Guido Aviani Fulvio, direttore del Museo della Campagna di Russia ospitato presso il Sacrario di Cargnacco, ricostruisce le cifre della drammatica spedizione nelle steppe dell'Unione sovietica, guardando anche alle perdite patite dalle terre friulane e giuliane: «Fra i caduti e i dispersi italiani si contano oltre 5mila friulani e 1.300 uomini provenienti da Trieste, Gorizia, Istria e Dalmazia: i giuliano-dalmati furono molti di meno perché generalmente erano mandati su altri fronti o venivano arruolati in Marina. Le salme di novemila fanti italiani di varia provenienza sono state rimpatriate dopo il ritrovamento in cimiteri di guerra e fosse comuni: oggi riposano al Sacrario di Cagnacco in provincia di Udine».
Lo storico è colpito dalla notizia del ritrovamento della nuova fossa di Kirov ma invita alla prudenza: «I 15-20mila corpi stimati dai ricercatori russi mi sembrano una cifra molto alta e dunque da prendere con le pinze: i lavori di scavo potranno dirci di più sulla quantità delle persone seppellite. Non si può escludere che ci siano soldati originari del Friuli Venezia Giulia: metà dei 10mila componenti della Divisione Alpina Julia era formata da friulani e friulani, triestini, istriani e dalmati combattevano in tutte le divisioni presenti in Russia. Prima di poterci esprimere dobbiamo tuttavia trovare qualche piastrina che ci dica di più».
Aviani Fulvio fa quindi appello alle autorità italiane: «Da cittadino mi aspetto che la nostra ambasciata a Mosca, ammesso che si dimostri che nella fossa di Kirov riposano soldati italiani, metta un cippo a ricordo dei nostri militi: di più sarà difficile fare perché pochissimi potranno essere riconosciuti attraverso la piastrina che riportava i dati del soldato: se succederà, bisognerà lavorare per il rimpatrio delle salme».

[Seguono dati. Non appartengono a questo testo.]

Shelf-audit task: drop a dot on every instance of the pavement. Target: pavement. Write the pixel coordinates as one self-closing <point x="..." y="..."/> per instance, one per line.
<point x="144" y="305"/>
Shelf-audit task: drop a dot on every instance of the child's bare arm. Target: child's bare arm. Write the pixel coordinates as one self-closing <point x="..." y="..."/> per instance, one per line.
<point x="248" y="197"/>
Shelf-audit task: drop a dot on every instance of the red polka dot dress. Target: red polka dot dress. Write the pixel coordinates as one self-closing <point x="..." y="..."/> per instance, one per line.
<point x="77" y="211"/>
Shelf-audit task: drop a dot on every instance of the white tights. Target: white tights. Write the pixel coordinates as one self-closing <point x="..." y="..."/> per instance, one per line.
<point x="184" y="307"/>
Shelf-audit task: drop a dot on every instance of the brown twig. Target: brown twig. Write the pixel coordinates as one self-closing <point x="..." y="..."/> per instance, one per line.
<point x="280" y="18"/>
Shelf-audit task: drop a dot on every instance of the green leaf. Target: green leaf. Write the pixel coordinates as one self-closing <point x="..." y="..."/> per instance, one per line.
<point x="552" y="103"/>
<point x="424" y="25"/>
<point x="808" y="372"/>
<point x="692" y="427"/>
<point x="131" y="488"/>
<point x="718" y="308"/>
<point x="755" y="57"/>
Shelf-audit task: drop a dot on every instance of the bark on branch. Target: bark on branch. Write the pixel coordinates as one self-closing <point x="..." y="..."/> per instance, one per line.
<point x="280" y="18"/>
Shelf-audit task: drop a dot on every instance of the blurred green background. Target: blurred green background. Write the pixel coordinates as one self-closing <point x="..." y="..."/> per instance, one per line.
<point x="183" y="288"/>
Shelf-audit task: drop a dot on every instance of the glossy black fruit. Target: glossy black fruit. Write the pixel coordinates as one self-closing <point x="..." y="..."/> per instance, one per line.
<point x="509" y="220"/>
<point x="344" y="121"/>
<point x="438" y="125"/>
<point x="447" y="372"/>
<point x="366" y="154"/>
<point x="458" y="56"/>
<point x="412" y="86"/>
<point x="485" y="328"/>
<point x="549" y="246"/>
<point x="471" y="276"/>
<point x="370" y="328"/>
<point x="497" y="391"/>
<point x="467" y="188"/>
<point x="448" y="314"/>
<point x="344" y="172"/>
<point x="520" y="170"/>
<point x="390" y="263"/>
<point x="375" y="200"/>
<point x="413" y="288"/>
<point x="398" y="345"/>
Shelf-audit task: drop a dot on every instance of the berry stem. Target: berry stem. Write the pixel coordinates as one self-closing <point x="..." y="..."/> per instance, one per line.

Gli italiani combattevano contro i sovietici accanto a tedeschi, romeni, ungheresi, finlandesi e slovacchi, ma non mancavano contingenti di volontari provenienti da tutta Europa: «I morti di Kirov fanno parte del mezzo milione di soldati imprigionati dopo il ribaltamento del fronte di Stalingrado, quando l'offensiva russa distrusse un'intera armata tedesca. I prigionieri furono smistati in centinaia di località in tutta l'Urss: quelli di Kirov sono appunto parte del numero sconfinato di campi di concentramento e di lavoro, dove finirono prigionieri di guerra ma anche i russi ostili al regime. Questi uomini vissero in condizioni terribili: freddo atroce, assistenza materiale impossibile, alimentazione scarsa, trasferimenti a piedi, lavori forzati massacranti. La malnutrizione e il tifo - aggiunge Aviani Fulvio - falcidiarono l'80% dei prigionieri di guerra in quattro mesi e poco più del 10% degli italiani riuscì a tornare vivo. La maggior parte rientrò alla fine del 1945 ma alcuni dovettero attendere un tempo infinito: gli ultimi 28 ufficiali vennero restituiti soltanto fra il 1947 e il 1954». (d.d.a.)